Helper Functions
================

We have written a few helper functions to aid in parallelizing the creation of one
or more of the sketches. The functions will spin up multiple independent workers, each
of which has its own sketch(s) to add its portion of the data to be processed. Once all
the data has been processed, then the individual sketches will be merged efficiently in
successive rounds of merging to achieve the final sketch for each type.

The main helper function, :code:`parallel_add`, can add the data to one or more of the
sketches at the same time. You just need to specify one or more of :code:`cms_args`,
:code:`hh_args`, or :code:`hll_args`, which provide the necessary parameters to
initialize the respective sketch(es). Simply leave one or two as the default
:code:`None` if you don't want that type of sketch.

The :code:`parallel_add` function takes a user-defined function,
:code:`process_q_item`. This function will take an item from the queue, process it as
desired, and then add the keys to the sketch(es). The function must take the following
arguments (q_item, \*sketches, \*\*kwargs) and return the number of records that were
processed. If you want to add to more than one sketch, then those must be listed in
alphabetical order since that is how :code:`parallel_add` will pass them.
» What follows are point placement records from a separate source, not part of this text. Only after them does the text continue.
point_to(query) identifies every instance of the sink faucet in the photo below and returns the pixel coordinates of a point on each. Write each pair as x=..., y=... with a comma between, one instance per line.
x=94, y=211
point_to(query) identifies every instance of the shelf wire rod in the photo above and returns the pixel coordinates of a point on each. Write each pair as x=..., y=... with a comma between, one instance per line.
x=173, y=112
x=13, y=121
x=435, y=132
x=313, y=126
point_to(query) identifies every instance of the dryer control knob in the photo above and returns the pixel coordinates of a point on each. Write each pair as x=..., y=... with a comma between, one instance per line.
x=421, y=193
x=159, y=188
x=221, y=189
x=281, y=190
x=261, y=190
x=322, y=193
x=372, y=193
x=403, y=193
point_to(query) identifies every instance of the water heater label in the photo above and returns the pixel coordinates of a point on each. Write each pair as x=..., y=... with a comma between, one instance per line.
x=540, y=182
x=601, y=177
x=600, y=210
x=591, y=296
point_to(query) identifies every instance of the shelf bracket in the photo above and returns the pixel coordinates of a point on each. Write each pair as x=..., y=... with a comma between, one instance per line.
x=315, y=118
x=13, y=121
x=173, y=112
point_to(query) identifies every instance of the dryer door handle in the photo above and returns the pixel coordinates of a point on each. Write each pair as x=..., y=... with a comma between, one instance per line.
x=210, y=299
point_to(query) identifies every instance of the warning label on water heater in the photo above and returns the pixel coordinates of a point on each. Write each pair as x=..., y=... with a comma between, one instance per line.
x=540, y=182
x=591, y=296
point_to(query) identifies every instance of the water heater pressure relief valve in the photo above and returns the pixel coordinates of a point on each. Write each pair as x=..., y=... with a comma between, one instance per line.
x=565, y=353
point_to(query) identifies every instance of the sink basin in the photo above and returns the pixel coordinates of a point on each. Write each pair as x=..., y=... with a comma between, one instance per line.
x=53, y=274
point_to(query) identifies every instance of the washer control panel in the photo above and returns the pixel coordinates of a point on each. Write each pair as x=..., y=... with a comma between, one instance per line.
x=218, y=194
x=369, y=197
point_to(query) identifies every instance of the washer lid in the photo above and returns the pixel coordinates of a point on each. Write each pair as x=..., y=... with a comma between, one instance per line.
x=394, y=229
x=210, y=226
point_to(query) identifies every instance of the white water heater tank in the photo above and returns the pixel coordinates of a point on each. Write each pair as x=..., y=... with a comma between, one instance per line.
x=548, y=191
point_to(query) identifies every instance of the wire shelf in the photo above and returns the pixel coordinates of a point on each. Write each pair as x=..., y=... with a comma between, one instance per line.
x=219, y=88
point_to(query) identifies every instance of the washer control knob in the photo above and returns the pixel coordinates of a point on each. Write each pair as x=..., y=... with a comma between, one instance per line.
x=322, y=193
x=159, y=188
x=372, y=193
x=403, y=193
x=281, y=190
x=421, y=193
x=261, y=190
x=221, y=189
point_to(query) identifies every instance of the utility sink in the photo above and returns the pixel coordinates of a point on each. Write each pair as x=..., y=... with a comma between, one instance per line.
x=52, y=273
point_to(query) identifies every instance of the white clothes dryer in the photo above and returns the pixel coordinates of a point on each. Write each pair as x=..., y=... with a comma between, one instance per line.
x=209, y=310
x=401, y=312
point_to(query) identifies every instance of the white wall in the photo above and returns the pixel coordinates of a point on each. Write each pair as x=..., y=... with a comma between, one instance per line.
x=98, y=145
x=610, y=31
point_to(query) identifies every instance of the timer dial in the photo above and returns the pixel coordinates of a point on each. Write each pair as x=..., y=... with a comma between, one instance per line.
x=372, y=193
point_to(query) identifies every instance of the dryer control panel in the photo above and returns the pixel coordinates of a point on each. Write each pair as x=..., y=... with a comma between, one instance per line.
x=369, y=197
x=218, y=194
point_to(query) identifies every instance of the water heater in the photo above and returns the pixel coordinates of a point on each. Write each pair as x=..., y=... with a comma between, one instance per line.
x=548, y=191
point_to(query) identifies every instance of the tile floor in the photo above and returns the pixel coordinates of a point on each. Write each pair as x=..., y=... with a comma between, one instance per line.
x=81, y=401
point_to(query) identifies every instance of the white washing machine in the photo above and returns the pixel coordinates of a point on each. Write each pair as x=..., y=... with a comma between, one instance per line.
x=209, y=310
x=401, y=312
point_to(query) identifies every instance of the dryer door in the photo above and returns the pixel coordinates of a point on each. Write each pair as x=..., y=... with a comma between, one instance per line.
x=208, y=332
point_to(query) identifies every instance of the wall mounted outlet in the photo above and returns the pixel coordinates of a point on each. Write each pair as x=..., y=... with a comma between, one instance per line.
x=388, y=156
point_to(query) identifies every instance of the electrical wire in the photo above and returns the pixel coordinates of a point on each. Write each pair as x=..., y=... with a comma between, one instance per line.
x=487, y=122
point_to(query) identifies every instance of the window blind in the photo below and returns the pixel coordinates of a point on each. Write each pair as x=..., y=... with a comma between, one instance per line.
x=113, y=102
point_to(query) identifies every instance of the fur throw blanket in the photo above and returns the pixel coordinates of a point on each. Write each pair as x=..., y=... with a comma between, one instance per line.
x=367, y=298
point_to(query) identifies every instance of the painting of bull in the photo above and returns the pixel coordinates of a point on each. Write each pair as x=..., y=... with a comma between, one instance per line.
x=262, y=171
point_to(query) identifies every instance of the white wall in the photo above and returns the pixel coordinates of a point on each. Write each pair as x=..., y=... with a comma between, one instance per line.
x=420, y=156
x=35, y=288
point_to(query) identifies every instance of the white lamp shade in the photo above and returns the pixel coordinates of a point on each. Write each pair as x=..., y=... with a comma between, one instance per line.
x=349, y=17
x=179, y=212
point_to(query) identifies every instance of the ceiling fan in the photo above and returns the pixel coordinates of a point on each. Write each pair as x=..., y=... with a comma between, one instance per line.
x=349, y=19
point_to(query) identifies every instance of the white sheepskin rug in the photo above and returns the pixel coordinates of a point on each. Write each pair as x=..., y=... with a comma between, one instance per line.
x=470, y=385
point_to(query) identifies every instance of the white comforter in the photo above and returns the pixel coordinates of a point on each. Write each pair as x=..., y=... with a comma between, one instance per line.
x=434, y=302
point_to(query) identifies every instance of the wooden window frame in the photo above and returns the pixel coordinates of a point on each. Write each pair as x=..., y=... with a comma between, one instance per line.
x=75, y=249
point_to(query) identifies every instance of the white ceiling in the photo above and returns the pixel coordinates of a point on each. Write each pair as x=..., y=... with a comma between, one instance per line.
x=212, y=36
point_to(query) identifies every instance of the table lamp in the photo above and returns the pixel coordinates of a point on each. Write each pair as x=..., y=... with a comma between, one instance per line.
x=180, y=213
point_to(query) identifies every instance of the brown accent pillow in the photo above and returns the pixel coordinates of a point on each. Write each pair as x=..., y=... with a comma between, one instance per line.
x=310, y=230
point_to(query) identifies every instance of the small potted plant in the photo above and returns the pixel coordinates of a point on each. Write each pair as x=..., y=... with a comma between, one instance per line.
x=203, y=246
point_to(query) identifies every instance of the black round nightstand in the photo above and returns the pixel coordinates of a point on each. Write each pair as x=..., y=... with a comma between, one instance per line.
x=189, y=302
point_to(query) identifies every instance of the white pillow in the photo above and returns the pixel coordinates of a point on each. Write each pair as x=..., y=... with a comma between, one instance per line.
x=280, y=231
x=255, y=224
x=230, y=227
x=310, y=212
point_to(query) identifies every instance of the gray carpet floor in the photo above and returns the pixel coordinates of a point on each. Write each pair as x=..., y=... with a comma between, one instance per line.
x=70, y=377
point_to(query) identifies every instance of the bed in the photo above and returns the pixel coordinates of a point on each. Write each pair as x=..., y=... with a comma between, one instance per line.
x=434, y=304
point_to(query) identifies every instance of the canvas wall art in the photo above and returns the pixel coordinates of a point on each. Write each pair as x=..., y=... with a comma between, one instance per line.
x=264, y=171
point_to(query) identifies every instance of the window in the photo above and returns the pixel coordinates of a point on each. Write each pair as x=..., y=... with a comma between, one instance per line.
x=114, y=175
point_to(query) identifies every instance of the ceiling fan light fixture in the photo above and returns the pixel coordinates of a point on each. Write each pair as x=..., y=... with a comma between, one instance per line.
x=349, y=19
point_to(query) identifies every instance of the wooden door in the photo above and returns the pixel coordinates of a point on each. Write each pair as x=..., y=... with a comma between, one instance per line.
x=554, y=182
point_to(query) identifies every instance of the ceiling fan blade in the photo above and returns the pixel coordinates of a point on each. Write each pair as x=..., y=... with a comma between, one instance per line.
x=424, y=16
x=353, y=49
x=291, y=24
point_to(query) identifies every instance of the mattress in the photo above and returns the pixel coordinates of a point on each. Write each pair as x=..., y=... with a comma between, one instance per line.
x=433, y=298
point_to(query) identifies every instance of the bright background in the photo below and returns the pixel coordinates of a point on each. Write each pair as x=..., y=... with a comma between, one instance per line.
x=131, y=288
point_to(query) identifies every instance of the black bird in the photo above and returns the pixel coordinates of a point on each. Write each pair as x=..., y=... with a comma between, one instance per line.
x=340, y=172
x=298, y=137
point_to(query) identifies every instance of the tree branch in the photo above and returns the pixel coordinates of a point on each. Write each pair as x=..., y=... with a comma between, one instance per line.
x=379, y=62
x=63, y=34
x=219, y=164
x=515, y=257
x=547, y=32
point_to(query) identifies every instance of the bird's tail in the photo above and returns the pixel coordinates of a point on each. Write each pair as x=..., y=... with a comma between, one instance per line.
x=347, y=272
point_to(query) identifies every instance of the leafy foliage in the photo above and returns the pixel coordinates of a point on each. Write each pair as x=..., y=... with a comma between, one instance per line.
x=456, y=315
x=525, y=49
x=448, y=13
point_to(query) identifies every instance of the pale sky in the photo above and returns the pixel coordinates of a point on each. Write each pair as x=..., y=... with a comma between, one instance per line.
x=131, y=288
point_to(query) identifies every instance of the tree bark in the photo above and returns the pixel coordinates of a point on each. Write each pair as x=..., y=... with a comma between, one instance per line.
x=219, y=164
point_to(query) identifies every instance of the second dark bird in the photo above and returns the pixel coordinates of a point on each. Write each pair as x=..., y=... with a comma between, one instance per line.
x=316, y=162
When using :code:`parallel_add`, the sketches are placed into shared memory to allow
the spawned processes to access the sketches during data processing. The subsequent
call to :code:`parallel_merge` also leverages the shared memory in order to combine the
parallel sketches into a single final sketch which is what gets returned.

Usage
-----

Let's assume that we have a bunch of text files in a directory. Each line in
a file represents a single record. Each line (record) will be split by white
space which will then be added to the sketches. Remember that only bytes can
be added to a sketch, hence the :code:`w.encode('utf-8')`.

::

    from collections import Counter
    import logging
    from pathlib import Path
    from sketchnu.helpers import parallel_add

    logging.basicConfig(
        level=logging.DEBUG,
        format="%(asctime)s %(name)s %(levelname)s: %(message)s",
        datefmt="%Y-%m-%d %H:%M:%S",
    )
    input_dir = Path('/path/to/text/files')
    files = input_dir.iterdir()

    # User defined function
    # Likely faster to combine keys across records to add to the sketches all together
    def process_q_item(filepath:str, cms, hh, hll, lowercase:bool=False) -> int:
        with open(filepath) as f:
            n_records = 0
            counter = Counter()
            for line in f:
                if lowercase:
                    words = line.strip().lower().split()
                else:
                    words = line.strip().split()
                counter.update([w.encode("utf-8") for w in words])
                n_records += 1
            cms.update(counter)
            hh.update(counter)
            hll.update(counter)
        return n_records
    
    cms_args = {"cms_type": "linear", "width": 2**20}
    hh_args = {"width": 50, "max_key_len": 16}
    hll_args = {"p": 16}

    cms, hh, hll = parallel_add(
        files,
        process_q_item,
        n_workers=4,
        cms_args=cms_args,
        hh_args=hh_args,
        hll_args=hll_args,
        lowercase=True,
    )

    # To see total number of elements added
    print(f'A total of {cms.n_added():,} elements have been added')
    # To see total number of records added
    print(f'{cms.n_records():,} records were processed')
    # To see how many times had "the" appears in the text
    print(f"'the' appears {cms['the'.encode('utf-8')]} times")
    # To see how many distinct words in all the data
    print(f"{hll.query():.1f} unique words")
    # To see the most common word
    print(f"{hh.query(1)} is the most commonly seen word")